Minisymposium Presentation
Resource-Efficient AI System Design
Presenter
Ana Klimovic is an Assistant Professor in the Systems Group of the Computer Science Department at ETH Zurich. Her research interests span operating systems, computer architecture, and their intersection with machine learning. Ana's work focuses on computer system design for large-scale applications such as cloud computing services, data analytics, and machine learning. Before joining ETH in August 2020, Ana was a Research Scientist at Google Brain and completed her Ph.D. in Electrical Engineering at Stanford University.
Description
Today’s large-scale AI model training and serving jobs require many hardware accelerators to run, making these jobs extremely costly and power-hungry. Yet despite requiring many GPUs to run, AI jobs often underutilize individual GPUs for a variety of reasons, including data preprocessing stalls, communication stalls, low batching opportunities, and imbalanced memory and compute usage of individual operators within a job. This inefficient use of hardware accelerators further increases costs.
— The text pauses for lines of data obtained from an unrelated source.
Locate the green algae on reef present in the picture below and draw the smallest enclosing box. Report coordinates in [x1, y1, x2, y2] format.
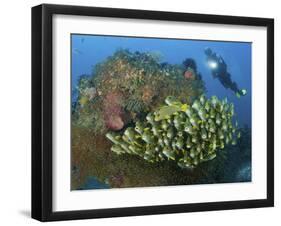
[71, 126, 251, 190]
[71, 49, 251, 190]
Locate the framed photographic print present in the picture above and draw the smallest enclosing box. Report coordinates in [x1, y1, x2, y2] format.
[32, 4, 274, 221]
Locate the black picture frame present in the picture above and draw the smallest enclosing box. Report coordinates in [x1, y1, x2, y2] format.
[32, 4, 274, 221]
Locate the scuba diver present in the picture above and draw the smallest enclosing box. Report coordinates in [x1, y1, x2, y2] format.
[205, 48, 247, 98]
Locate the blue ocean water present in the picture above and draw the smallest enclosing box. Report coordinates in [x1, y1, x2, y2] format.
[71, 34, 252, 128]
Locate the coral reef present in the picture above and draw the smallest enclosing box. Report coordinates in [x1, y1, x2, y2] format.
[72, 49, 205, 133]
[71, 126, 251, 190]
[106, 95, 238, 168]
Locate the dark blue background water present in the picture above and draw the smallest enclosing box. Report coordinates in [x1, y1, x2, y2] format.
[72, 35, 252, 127]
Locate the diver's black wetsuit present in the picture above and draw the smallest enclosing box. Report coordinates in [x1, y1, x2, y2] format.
[205, 48, 244, 95]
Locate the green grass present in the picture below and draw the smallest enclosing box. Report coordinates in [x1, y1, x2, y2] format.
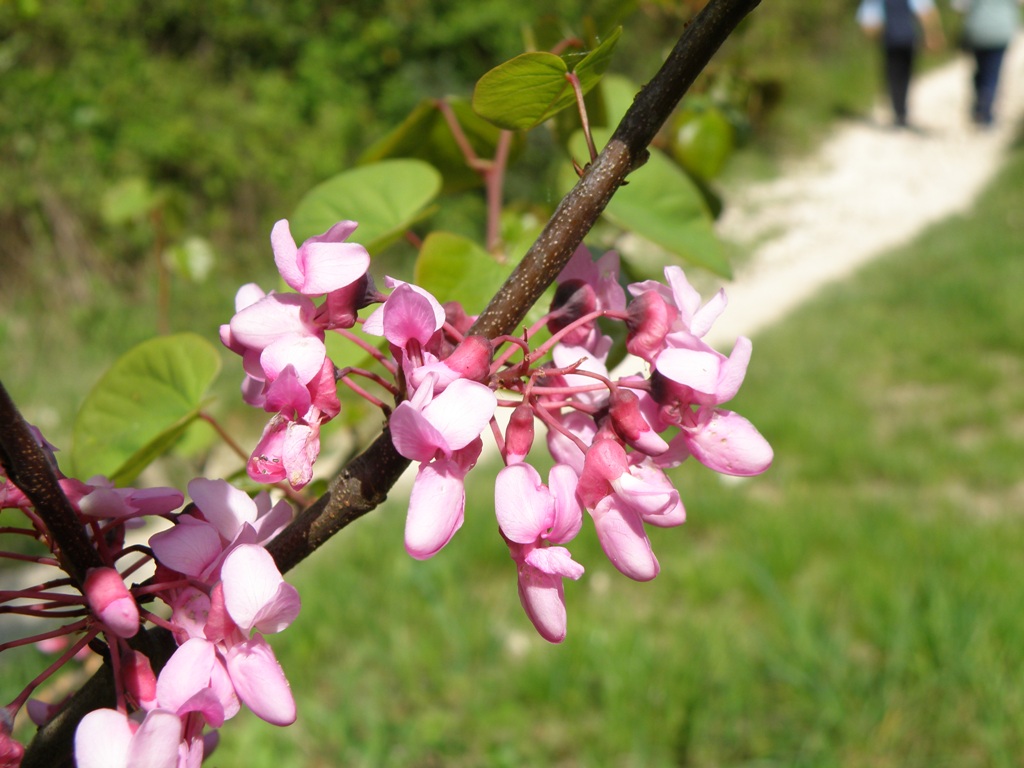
[201, 134, 1024, 768]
In this talk, we will discuss why optimizing hardware accelerator (e.g., GPU) utilization is key to improving the cost and energy efficiency of AI workloads and how we can achieve this. I will present several computer systems that we are building as part of the Swiss AI initiative to optimize GPU cluster configurations and job parallelization strategies for distributed AI training jobs and efficiently share GPUs while maximizing performance.